To keep its promise to provide affordable child care to every province and territory, Ottawa needs to spend another $1.1 billion over five years, says the federal spending watchdog.

The budget last April included $27.2 billion over five years in new money, and more than $8 billion in permanent funding thereafter, to bring $10/day child care, and more spaces, to every province and territory, which would pay half the cost.

In the last year, Ottawa made deals with every province and territory except Ontario. Last Thursday, a source in the provincial government told iPolitics that the main sticking points had been resolved, leaving only “smaller details” to be worked out.

But the cost to fully implement the plan might be closer to $28.3 billion, according to a report released Thursday by the parliamentary budget officer (PBO).

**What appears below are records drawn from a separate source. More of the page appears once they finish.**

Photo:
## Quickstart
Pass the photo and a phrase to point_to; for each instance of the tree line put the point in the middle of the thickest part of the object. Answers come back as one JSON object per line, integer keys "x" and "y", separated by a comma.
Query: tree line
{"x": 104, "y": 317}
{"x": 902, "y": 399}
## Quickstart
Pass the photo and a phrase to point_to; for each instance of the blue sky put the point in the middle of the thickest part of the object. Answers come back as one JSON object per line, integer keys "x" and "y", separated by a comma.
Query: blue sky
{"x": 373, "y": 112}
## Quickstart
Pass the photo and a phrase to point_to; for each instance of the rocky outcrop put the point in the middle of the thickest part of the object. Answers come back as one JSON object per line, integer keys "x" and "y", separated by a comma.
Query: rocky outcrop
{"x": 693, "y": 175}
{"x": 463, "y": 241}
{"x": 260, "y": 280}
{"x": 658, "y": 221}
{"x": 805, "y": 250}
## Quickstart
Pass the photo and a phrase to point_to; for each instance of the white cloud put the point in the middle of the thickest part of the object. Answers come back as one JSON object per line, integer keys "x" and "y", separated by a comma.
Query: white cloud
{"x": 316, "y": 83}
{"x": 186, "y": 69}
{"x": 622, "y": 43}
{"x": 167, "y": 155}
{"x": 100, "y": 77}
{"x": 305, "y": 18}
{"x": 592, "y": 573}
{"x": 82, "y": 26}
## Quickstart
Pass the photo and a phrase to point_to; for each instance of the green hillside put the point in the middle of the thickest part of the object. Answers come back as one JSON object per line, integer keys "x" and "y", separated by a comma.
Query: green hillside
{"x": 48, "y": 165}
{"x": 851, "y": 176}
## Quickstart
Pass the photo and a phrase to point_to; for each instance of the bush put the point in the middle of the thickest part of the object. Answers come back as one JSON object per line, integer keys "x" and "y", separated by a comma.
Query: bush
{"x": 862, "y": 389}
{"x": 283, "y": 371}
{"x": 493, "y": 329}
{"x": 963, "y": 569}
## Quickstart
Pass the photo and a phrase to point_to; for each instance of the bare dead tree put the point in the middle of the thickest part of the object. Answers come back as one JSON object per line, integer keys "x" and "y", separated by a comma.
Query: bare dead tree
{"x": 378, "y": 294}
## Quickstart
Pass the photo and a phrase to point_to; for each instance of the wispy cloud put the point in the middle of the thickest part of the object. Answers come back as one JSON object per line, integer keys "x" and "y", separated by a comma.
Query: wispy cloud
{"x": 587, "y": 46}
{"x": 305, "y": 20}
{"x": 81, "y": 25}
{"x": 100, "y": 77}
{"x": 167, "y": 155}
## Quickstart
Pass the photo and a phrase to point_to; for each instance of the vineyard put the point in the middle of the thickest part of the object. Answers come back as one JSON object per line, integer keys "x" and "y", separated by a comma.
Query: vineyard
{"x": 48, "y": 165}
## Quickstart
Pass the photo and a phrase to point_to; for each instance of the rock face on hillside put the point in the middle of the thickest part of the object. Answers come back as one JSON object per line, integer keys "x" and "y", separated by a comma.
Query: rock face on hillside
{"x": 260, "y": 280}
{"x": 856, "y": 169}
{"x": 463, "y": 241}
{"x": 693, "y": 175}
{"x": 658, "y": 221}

There’d be enough money for the first two years only. For instance, the PBO says nearly 679,000 daycare spaces will be needed in 2026, but current funds would cover only 497,000.

Ottawa would be able to recoup about $1.8 billion over five years through income taxes, as well as the Canada Child Benefit tax credit, since fewer parents would need to claim it.

The Liberals tout their daycare plan as an economic policy to get more Canadians, especially mothers, into the workforce.

Access to affordable and high-quality child care “gives our children the best possible start in life, makes life more affordable for families with children, and enables both mothers and fathers to work, thereby increasing the workforce,” said Finance Minister Chrystia Freeland in a statement on Thursday.

“It also creates good, well-paying jobs for educators.”

The PBO will issue an updated report once Ottawa has reached a deal with Ontario.